-
Notifications
You must be signed in to change notification settings - Fork 42
CSEv1Encryption
With the CSEv1 encryption, each property which is marked as encrypted in the api reference is encrypted separately. CSEv1 encryption is used for Passwords, Folders and Tags.
The standard implementation of the CSEv1 encryption can be found in the passwords-client package.
| Object | Encrypted Properties |
|---|---|
| Password |
url, label, notes, password, username, customFields
|
| Folder | label |
| Tag |
label, color
|
Decrypting and encrypting CSEv1r1 encrypted objects requires the CSEv1 keychain.
The property cseKey stores the uuid of the key which was used to encrypt the object.
If this no key with this uuid in the keychain, the object can not be decrypted.
Note: The key is the same for every value in the same object, but the nonce is of course different for each value.
The encrypted values are stored as hexadecimal encoded strings and need to be decoded before they can be decrypted.
Important: Prior to Passwords 2020.2.0 the encrypted value string was encoded with base64. Users who set up CSE before the official release may have objects with base64 encoded values which should be taken into account.
Before the decoded value of any property can be decrypted, it needs to be split into the nonce and the cipher text.

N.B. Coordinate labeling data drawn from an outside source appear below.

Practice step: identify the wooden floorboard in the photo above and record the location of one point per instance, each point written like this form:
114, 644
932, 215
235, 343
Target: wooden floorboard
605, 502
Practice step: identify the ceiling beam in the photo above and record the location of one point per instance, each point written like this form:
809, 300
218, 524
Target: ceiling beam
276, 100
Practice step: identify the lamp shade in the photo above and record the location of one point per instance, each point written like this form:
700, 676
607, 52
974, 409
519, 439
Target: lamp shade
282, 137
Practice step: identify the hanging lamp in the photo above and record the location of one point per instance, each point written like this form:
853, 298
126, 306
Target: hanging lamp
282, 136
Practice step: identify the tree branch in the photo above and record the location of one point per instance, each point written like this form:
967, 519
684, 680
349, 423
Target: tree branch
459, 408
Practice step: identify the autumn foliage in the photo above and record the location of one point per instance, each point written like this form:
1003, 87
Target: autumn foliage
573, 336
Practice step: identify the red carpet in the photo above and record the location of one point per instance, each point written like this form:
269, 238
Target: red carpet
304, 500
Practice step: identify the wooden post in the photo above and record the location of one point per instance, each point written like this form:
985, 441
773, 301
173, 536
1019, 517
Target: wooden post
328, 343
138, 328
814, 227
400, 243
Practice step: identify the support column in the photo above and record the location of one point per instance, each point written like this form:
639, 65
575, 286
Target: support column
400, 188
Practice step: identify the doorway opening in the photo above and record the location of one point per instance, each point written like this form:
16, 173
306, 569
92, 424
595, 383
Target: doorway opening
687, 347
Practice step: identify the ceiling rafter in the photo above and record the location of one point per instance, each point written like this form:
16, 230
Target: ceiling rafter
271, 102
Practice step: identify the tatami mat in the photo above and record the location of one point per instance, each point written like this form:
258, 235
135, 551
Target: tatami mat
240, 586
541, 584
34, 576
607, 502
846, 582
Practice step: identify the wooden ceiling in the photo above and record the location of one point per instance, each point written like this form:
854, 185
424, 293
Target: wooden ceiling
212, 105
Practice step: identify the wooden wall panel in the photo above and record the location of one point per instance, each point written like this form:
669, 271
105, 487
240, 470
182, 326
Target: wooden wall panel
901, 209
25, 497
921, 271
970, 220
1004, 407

The nonce are the first crypto_secretbox_NONCEBYTES bytes of the keychain string.
The cipher text comes after the first crypto_secretbox_NONCEBYTES bytes.
With the cipher text, the nonce and the key, crypto_secretbox_open_easy can be used to decrypt the value.
The cipher text is used for c, the nonce is n and key is k.
The result is the plain text value for the property of the object.
To encrypt an object, the current encryption key needs to be fetched from the keychain.
Note: It is not necessary or intended to create a new key for every object that is encrypted. This will only increase the size of the keychain and does not improve security at all since all keys are encrypted with the same master password.
Before a value of any property can be encrypted, a nonce with the length of crypto_secretbox_NONCEBYTES with random data needs to be created.
Libsodium provides the function randombytes_buf to generate secure random data.
Important: Always generate a new nonce when encrypting a value and never re-use a previously used nonce.
With the value, the nonce and the key, crypto_secretbox_easy can be used to encrypt the value.
The value is used for m, the nonce is n and encryption key is k.
Then, the nonce is prepended to the encrypted value.
(Encrypted Value = nonce + value)
Finally, the resulting string is encoded as hexadecimal string.
After encrypting the object, the property cseType has to be set to "CSEv1r1" and the property cseKey to the uuid of the used encryption key.